The course is divided into 3 parts which are the natural continuations of 3 topics I introduced in my previous courses Geometria II and Ististuzioni di Geometria Superiore, first part. The examination will consists of an oral examination on two of these topics choosen freely by each student. Students with a different background (for instance Erasmus/Socrates students) without any background on one of these topics, may choose to take the examination only on this topic, starting from the very beginning and going on up to the end.
 

Topic A) Riemannian Geometry: Connections, Riemannian manifolds, Gauss curvature, complete Riemannian Manifolds and geodesic convexity. Textbook: L. Conlon " Differentiable Manifold, A first Course, BirkhŠuser Advanced Texts, 1993,  Chapter 10, sections 1, 2, 3, 4, 5.
Topic B) Holomorphic functions of several complex variables.

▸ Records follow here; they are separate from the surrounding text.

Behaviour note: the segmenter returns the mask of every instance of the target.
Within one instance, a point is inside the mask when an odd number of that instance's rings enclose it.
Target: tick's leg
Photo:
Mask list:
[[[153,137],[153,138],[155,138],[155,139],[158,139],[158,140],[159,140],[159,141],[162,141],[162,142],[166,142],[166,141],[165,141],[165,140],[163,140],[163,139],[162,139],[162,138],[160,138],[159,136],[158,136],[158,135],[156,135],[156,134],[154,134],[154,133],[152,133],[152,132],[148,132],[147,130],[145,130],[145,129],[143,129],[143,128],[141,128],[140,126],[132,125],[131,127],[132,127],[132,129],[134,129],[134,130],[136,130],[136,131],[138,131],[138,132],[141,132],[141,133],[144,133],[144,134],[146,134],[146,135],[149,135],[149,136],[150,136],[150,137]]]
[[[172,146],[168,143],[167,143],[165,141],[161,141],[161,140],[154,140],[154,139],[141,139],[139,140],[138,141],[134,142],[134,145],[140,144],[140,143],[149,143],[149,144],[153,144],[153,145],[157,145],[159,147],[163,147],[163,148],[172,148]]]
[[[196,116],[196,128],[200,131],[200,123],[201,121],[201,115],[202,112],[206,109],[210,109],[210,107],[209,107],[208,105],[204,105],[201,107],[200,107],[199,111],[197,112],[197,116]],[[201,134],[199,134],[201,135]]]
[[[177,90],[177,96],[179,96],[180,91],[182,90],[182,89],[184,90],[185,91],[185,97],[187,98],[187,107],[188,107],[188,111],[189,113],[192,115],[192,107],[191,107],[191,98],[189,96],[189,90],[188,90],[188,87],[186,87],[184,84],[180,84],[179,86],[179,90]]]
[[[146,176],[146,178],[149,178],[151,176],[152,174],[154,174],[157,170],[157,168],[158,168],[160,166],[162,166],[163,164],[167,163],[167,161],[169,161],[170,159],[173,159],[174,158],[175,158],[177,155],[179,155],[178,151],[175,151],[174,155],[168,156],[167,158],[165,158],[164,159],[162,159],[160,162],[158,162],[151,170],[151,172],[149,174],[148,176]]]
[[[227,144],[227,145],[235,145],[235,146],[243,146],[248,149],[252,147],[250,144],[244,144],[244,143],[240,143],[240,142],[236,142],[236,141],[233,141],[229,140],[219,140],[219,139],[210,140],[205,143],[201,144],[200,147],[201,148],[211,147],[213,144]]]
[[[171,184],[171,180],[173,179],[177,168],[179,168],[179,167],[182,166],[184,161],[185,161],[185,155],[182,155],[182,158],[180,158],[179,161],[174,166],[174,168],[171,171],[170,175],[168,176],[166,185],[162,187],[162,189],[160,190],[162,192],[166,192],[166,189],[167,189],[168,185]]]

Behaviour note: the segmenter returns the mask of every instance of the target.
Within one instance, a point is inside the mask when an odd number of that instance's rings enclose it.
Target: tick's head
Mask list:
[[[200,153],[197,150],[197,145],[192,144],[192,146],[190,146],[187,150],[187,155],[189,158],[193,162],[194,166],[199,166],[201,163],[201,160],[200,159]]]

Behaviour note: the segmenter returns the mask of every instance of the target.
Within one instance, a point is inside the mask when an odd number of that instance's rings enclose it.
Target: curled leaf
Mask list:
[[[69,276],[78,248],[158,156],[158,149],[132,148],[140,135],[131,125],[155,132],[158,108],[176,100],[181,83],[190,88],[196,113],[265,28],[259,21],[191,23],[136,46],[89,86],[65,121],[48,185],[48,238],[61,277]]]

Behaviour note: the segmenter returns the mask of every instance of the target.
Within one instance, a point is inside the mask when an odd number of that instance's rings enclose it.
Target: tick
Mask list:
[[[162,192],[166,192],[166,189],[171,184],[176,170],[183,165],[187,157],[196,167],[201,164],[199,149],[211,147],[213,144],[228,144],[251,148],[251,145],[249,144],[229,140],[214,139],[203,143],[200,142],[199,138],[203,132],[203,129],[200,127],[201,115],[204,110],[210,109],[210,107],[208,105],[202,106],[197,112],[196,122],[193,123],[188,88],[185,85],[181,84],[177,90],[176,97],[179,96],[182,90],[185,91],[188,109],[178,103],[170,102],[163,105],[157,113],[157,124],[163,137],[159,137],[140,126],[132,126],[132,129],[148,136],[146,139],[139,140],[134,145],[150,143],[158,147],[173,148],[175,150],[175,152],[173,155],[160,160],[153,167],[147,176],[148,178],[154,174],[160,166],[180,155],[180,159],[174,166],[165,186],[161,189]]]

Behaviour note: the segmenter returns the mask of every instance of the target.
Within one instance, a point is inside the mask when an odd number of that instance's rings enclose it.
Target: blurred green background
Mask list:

Topic C). Some topics in Algebraic Topology: Fundamental group, coverings, CW-complexes and singular cohomology. For the first two arguments I will follow M. Greenberg, " Lectures on Algebraic Topology ", W. A. Benjamin, 1971, Part I, e C. De Fabritiis - C. Petronio " Esercizi svolti e complementi di topologia e geometria ", Bollati Boringhieri, chapter 2; for the last two topics I will follow W. S. Massey,  Singular Homology Theory, Graduate Text. in Math. 70, Springer-Verlag, chapters 4 e 7 and a very small part of chapters 5 and 6.